In The Moore’s Law Slow Lane, By Design
In many ways, the remaining chip makers who create the motors inside NUMA-style big iron are lucky. Their customers, who run their most critical transaction processing and database systems on this big iron, are extremely risk averse and therefore they are loathe to change platforms unless absolutely necessary. Such decisions to change platforms are usually made for political rather than technical or economic reasons, and they are few and far between each year. These customers also have predictable workloads, which makes capacity planning easier; they tend to see transactions rise in concert with economic growth and as they add a few applications here and there to their vast portfolios of software, which can number hundreds to thousands of distinct applications.
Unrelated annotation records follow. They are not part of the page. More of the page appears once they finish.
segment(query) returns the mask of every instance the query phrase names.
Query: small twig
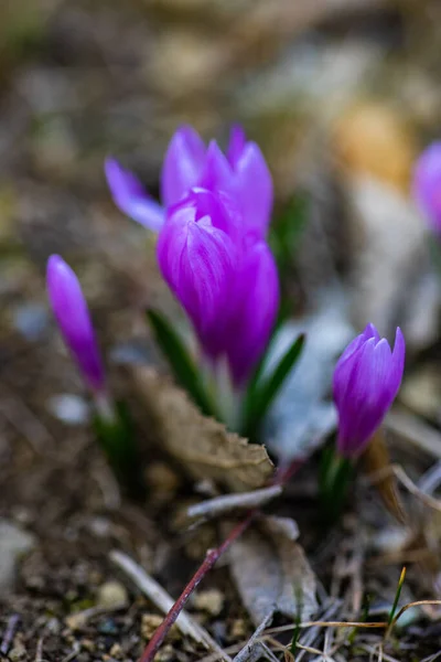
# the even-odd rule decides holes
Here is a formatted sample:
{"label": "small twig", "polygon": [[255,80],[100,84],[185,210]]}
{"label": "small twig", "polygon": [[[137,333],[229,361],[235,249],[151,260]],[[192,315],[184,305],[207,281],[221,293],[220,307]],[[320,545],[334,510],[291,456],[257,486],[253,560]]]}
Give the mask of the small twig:
{"label": "small twig", "polygon": [[12,643],[12,639],[13,639],[13,636],[15,633],[15,629],[17,629],[17,626],[19,624],[19,622],[20,622],[20,616],[18,613],[13,613],[9,618],[7,630],[4,632],[4,637],[3,637],[3,640],[0,645],[0,654],[2,654],[2,655],[8,654],[9,648]]}
{"label": "small twig", "polygon": [[239,524],[237,524],[232,530],[228,537],[222,543],[222,545],[219,545],[218,547],[215,547],[214,549],[209,549],[207,552],[207,555],[205,556],[205,560],[197,568],[196,573],[193,575],[193,577],[191,578],[189,584],[185,586],[184,590],[182,591],[182,594],[180,595],[178,600],[174,602],[174,605],[169,610],[169,612],[165,616],[162,623],[155,630],[153,637],[151,638],[150,642],[148,643],[144,652],[142,653],[142,655],[140,658],[140,662],[152,662],[152,660],[154,659],[154,655],[158,652],[158,649],[160,648],[160,645],[162,644],[166,634],[169,633],[170,629],[176,621],[182,609],[184,608],[184,605],[186,604],[187,599],[190,598],[190,596],[192,595],[194,589],[200,585],[200,583],[205,577],[205,575],[212,569],[212,567],[215,565],[215,563],[218,560],[218,558],[228,549],[228,547],[235,542],[235,540],[238,538],[244,533],[244,531],[246,531],[246,528],[248,528],[255,514],[256,514],[255,511],[249,513],[245,520],[239,522]]}
{"label": "small twig", "polygon": [[[109,554],[112,560],[121,568],[136,584],[136,586],[158,607],[160,611],[166,613],[173,606],[173,598],[169,596],[166,590],[158,584],[150,575],[146,573],[130,556],[118,549],[114,549]],[[191,637],[197,643],[204,644],[207,649],[215,650],[222,660],[230,662],[230,658],[224,653],[219,645],[212,639],[206,630],[200,626],[185,611],[181,611],[176,619],[176,626],[182,634]]]}
{"label": "small twig", "polygon": [[282,493],[281,485],[271,485],[262,490],[254,490],[252,492],[241,492],[239,494],[223,494],[214,499],[207,499],[201,503],[191,505],[187,511],[187,517],[217,517],[232,510],[258,508],[271,501]]}
{"label": "small twig", "polygon": [[36,651],[35,651],[35,662],[42,662],[43,660],[43,641],[44,638],[40,637],[36,642]]}

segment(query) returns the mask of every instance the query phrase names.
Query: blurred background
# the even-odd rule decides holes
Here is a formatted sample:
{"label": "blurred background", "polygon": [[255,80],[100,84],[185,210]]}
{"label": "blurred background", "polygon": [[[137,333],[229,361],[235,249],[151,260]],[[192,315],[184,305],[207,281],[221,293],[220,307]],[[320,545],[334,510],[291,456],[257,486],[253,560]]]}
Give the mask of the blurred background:
{"label": "blurred background", "polygon": [[[172,310],[173,302],[157,271],[153,234],[110,199],[107,156],[155,195],[164,150],[184,122],[223,146],[232,124],[241,122],[261,146],[276,186],[271,243],[286,307],[308,331],[297,373],[303,381],[276,412],[287,433],[276,450],[323,438],[330,421],[332,428],[335,412],[323,401],[335,357],[366,322],[390,340],[401,325],[408,365],[400,405],[418,424],[440,425],[441,280],[411,195],[416,158],[440,139],[440,0],[0,0],[2,596],[11,577],[4,546],[8,554],[34,549],[0,616],[3,624],[15,612],[28,622],[30,659],[40,659],[35,623],[51,613],[60,630],[44,630],[41,658],[71,659],[71,640],[60,648],[62,617],[95,605],[114,576],[114,546],[131,549],[171,595],[190,576],[182,540],[164,531],[173,531],[170,509],[182,505],[181,473],[151,446],[148,506],[121,499],[47,307],[45,264],[60,253],[80,279],[117,392],[117,363],[160,359],[144,310]],[[422,441],[439,460],[439,433],[421,431],[416,418],[411,430],[409,418],[400,419],[400,435],[413,437],[418,461]],[[417,477],[430,466],[423,462]],[[303,483],[298,489],[310,493]],[[315,513],[315,502],[311,508]],[[394,540],[388,531],[385,540]],[[190,538],[194,563],[213,546],[213,533]],[[369,592],[389,590],[389,566],[385,573]],[[388,604],[395,590],[396,583]],[[111,626],[118,642],[120,631],[135,632],[141,651],[146,608],[137,605],[135,624],[130,615],[106,617],[100,650],[110,648]],[[228,605],[239,609],[237,598]],[[82,656],[89,659],[98,658]]]}
{"label": "blurred background", "polygon": [[[46,381],[79,386],[67,357],[62,371],[51,360],[63,354],[44,289],[54,252],[77,269],[110,357],[147,351],[142,311],[168,295],[154,238],[114,206],[103,162],[117,157],[157,194],[183,122],[225,145],[238,121],[261,146],[275,227],[290,220],[276,248],[291,313],[325,301],[355,330],[399,323],[410,357],[435,346],[440,287],[410,183],[440,131],[440,21],[438,0],[2,2],[3,384],[45,410]],[[434,372],[418,393],[439,393]]]}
This all makes it fairly easy for companies like Fujitsu to plan out their processor roadmaps, and frankly, to stretch out the time between processor generations. Back in the day, big iron systems had processor upgrades every two years or so, and then it stretched to three years, and now it is even longer. With so much memory and processing available in prior generations of machines, Fujitsu did not feel like it had to rush through its roadmap. On the commercial side of its Sparc64 server lineup, the four-core Sparc64-VII processors etched with 65 nanometer processes debuted in July 2008 and its kicker, the Sparc64-VII+, came out in December 2010 with some clock speed enhancements (up to 3 GHz) and larger L2 caches to boost performance; it was sold by Oracle as the Sparc M3 processor, by the way. There was no commercial-grade Sparc64-IX processor, but the sixteen-core Sparc64-X, implemented in 28 nanometer processes, made its debut in September 2012 as a kind of unified architecture for the HPC variants (the Sparc64-VIII and Sparc64-IXfx, which did not have on-chip NUMA interconnects and which had other HPC-specific instructions). The “Athena” systems that Fujitsu created with these chips were sold by itself and by Oracle. The sixteen-core Sparc64-X+ followed in August 2013 with the Athena+ systems and a clock speed burst to 3.5 GHz on that same 28 nanometer process, plus some other tweaks. There has not been so much as a peep out of Fujitsu since then, except a move to the ARM architecture and back towards custom HPC processors for the Post-K exascale machine.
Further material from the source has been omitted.